North Minneapolis Hmong students enrolled in Hopkins and Wayzata schools are undergoing a series of State Capitol visits to talk with elected officials in an attempt to preserve the Choice In Yours transportation money that enables them to attend these schools.
The Minnesota senate education committee has voted to cut the transportation money enabling suburban bus rides for 2012. The house education committee has voted to keep the funding. If the senate version stands, these students will be forced to drop out of Hopkins and Wayzata.
With two visits completed on March 28 and April 6, the students will make another attempt on April 25.
Currently, there are about 60 Hmong students at Hopkins and about 20 at Wayzata. In their letter to the elected officials, the Hmong students say:
“Most of us came to the United States in 2004 and 2005 from a Thai refugee camp. Our families fought with the Americans in the Vietnam war, saving downed pilots and blocking Communist soldiers and weapons from getting to South Vietnam. Many of our relatives died in the war.

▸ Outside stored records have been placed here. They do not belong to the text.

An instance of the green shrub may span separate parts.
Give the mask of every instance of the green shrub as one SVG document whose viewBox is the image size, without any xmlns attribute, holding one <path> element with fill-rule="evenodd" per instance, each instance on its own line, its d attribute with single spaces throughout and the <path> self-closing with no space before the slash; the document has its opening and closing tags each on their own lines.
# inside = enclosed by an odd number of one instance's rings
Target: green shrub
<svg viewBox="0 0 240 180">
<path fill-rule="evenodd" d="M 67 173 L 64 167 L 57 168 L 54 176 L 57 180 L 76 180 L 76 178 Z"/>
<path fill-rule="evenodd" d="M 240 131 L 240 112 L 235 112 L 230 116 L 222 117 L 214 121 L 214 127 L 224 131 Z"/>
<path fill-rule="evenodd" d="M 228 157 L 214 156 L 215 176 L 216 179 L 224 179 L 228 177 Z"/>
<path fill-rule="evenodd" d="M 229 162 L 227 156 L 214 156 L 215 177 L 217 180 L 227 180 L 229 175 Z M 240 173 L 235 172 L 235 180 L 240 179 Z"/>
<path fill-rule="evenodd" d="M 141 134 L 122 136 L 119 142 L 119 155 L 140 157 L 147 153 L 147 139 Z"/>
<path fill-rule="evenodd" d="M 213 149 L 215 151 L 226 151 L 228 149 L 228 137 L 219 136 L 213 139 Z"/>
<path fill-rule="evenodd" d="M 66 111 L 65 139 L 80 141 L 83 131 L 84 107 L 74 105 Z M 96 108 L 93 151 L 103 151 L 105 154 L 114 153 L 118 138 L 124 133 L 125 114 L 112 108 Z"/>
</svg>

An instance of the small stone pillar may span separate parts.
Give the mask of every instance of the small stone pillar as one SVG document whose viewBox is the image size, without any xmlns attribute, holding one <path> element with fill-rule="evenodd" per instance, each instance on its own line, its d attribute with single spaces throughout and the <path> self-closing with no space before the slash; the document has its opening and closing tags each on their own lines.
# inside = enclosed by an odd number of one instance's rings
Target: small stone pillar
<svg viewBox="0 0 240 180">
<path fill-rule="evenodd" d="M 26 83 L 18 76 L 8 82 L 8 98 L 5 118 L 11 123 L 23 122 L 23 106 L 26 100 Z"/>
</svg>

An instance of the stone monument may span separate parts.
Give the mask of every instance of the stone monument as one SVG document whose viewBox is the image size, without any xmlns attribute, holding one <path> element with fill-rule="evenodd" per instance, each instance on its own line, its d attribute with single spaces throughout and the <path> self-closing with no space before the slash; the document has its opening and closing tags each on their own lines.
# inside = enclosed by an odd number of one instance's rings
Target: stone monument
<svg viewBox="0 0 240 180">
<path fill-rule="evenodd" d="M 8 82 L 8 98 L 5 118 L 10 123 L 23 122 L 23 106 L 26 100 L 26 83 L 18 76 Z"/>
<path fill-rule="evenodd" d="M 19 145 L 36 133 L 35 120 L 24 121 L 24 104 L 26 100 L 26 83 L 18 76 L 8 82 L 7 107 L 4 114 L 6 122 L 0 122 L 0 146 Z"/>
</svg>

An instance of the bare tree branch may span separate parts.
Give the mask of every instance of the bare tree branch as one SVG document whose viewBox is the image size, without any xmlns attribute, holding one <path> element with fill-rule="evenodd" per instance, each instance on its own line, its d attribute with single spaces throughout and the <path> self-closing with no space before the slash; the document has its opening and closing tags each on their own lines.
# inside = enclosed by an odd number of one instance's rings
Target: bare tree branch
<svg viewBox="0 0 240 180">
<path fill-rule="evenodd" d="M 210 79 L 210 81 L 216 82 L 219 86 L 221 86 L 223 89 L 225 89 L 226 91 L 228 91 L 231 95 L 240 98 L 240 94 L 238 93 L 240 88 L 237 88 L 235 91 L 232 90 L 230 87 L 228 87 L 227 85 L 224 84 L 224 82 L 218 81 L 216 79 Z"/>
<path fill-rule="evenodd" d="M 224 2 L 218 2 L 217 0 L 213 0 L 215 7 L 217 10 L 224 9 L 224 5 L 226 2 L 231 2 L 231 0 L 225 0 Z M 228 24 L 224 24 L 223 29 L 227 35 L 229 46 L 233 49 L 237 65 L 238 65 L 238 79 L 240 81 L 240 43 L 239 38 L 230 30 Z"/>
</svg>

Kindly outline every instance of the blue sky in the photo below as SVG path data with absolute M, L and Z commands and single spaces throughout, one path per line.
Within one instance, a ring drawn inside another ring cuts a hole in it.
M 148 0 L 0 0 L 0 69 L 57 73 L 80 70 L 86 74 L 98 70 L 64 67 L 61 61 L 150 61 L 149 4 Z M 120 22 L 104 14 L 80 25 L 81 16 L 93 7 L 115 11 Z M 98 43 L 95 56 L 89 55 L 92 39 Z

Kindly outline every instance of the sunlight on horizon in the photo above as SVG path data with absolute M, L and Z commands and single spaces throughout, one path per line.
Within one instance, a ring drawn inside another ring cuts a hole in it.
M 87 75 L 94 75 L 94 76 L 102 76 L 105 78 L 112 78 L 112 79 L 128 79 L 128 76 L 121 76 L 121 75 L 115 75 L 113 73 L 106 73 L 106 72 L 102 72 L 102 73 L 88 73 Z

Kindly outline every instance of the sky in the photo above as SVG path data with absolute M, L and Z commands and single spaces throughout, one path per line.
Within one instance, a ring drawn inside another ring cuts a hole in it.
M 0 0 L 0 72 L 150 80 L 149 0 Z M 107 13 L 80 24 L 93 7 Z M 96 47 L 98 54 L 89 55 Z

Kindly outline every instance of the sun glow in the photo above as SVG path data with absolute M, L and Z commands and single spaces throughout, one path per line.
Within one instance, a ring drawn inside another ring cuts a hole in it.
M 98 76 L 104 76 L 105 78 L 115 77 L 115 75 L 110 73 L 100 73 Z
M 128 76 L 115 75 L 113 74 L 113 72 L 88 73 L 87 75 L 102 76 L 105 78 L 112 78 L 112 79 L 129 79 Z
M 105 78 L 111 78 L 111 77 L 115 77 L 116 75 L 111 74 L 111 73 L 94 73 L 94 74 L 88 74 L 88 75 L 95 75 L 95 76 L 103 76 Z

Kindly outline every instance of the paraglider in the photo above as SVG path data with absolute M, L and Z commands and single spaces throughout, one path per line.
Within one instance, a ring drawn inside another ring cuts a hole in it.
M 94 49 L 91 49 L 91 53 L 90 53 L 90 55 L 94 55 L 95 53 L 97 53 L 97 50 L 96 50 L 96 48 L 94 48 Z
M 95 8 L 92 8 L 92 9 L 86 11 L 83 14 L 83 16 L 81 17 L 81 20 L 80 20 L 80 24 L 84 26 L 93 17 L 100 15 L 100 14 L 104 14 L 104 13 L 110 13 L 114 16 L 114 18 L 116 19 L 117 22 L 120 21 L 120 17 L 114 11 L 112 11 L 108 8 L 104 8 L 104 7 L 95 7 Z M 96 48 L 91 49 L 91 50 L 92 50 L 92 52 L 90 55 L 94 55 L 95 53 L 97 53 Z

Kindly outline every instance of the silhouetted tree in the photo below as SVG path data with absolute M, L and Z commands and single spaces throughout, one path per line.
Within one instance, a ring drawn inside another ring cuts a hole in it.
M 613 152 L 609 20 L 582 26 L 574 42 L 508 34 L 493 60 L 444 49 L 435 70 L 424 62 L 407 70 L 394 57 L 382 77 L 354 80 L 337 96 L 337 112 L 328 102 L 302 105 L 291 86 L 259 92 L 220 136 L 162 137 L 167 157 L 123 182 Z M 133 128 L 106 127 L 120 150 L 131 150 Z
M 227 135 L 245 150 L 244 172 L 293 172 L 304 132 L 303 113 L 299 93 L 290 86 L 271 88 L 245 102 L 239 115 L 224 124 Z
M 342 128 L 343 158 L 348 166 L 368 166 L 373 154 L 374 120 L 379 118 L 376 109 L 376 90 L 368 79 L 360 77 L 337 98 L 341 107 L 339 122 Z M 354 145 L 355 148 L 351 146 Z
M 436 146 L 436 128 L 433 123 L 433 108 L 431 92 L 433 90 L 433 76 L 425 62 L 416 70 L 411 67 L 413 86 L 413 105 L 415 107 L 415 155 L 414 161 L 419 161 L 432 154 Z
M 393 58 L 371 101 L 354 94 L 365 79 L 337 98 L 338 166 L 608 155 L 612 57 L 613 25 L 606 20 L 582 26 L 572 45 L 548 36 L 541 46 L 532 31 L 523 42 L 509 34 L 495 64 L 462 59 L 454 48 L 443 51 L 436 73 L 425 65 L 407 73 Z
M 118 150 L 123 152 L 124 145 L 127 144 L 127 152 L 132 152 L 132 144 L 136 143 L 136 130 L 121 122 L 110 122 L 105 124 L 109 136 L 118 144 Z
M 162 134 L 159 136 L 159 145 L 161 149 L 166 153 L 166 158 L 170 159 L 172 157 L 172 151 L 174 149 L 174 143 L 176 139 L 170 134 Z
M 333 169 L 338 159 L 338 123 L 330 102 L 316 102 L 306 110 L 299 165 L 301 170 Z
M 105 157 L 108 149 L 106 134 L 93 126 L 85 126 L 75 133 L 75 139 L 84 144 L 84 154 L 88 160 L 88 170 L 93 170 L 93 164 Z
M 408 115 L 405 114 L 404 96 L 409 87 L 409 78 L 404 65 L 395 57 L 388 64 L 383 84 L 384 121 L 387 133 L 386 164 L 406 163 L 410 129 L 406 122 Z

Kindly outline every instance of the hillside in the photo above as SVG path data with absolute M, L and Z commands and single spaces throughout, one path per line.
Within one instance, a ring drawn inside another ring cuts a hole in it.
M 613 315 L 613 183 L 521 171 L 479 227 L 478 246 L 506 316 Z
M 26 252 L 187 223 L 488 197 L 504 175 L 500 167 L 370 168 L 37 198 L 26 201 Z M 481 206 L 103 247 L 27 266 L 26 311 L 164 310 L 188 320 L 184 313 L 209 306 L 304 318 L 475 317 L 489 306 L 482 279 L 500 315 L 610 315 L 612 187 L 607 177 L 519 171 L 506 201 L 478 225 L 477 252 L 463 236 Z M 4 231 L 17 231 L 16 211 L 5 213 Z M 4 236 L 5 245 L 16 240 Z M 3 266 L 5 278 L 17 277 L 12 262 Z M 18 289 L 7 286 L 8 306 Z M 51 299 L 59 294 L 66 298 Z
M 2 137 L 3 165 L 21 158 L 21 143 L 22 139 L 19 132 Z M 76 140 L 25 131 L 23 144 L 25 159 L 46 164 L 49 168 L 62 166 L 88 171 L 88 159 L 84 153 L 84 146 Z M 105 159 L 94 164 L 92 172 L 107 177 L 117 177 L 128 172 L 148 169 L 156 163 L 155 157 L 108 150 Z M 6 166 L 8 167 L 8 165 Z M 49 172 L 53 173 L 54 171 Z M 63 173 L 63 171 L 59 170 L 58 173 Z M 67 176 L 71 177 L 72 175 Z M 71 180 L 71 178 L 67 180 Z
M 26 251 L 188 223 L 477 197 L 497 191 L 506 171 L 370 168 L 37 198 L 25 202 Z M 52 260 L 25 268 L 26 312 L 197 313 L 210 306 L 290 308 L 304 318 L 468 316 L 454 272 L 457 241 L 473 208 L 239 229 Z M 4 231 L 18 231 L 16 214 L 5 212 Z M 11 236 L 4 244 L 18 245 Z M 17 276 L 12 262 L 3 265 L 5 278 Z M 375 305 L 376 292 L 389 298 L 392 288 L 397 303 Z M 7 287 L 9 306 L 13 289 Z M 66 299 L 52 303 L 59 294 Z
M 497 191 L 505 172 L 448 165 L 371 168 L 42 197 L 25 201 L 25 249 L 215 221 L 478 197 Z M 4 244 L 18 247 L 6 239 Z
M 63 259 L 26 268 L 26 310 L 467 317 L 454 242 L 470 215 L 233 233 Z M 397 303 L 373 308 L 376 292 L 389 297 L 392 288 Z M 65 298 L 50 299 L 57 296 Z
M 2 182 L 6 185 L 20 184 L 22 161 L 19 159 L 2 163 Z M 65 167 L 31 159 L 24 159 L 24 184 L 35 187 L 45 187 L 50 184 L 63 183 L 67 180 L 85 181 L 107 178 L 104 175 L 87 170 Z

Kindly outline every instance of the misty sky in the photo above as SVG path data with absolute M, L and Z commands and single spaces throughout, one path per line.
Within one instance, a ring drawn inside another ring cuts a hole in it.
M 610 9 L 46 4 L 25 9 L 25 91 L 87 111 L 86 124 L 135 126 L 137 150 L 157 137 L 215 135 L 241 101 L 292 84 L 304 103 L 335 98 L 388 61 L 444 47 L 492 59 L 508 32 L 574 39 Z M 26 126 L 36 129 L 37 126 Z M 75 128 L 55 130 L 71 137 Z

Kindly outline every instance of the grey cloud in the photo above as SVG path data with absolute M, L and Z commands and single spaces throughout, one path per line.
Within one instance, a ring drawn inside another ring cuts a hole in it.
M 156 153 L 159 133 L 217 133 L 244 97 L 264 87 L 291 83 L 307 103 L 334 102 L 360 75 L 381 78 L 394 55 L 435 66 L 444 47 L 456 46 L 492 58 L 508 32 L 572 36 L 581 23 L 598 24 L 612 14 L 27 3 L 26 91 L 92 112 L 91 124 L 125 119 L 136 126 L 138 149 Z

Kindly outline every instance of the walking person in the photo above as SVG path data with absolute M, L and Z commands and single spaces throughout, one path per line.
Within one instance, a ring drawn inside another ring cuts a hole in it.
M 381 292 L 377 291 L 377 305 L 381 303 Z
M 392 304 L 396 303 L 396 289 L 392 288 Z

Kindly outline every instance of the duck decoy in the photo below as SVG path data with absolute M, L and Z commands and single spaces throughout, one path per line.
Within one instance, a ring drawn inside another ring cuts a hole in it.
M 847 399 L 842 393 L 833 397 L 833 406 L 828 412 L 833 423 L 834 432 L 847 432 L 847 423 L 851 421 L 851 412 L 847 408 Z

“In 1975 the Communists won the war and our families had to flee Laos or be shot. For years we waited in Thai refugee camps for the opportunity to come to the United States and build better lives for our families.
“We are working hard to be successful. We want to learn English as fast as possible, and we chose to go to Hopkins and Wayzata schools because we are surrounded by English speaking students. Our classes are smaller, we have more class offerings, and our classes are more challenging.
“The students we are with study hard to go to college, and it makes us study harder too. We have many American friends, we feel safe in our schools, and we like our teachers. Many of us play Hopkins badminton every week.
“We love the freedoms we have here in America, and we love the educational opportunities the people of Minnesota have given us. We study very hard, and want to go to college and build successful lives. Some Hmong Hopkins and Wayzata students have already gotten into college. And we hope that through hard work we will make a strong contribution to our community and our country.”
Article submitted Jay Clark, University Of Minnesota.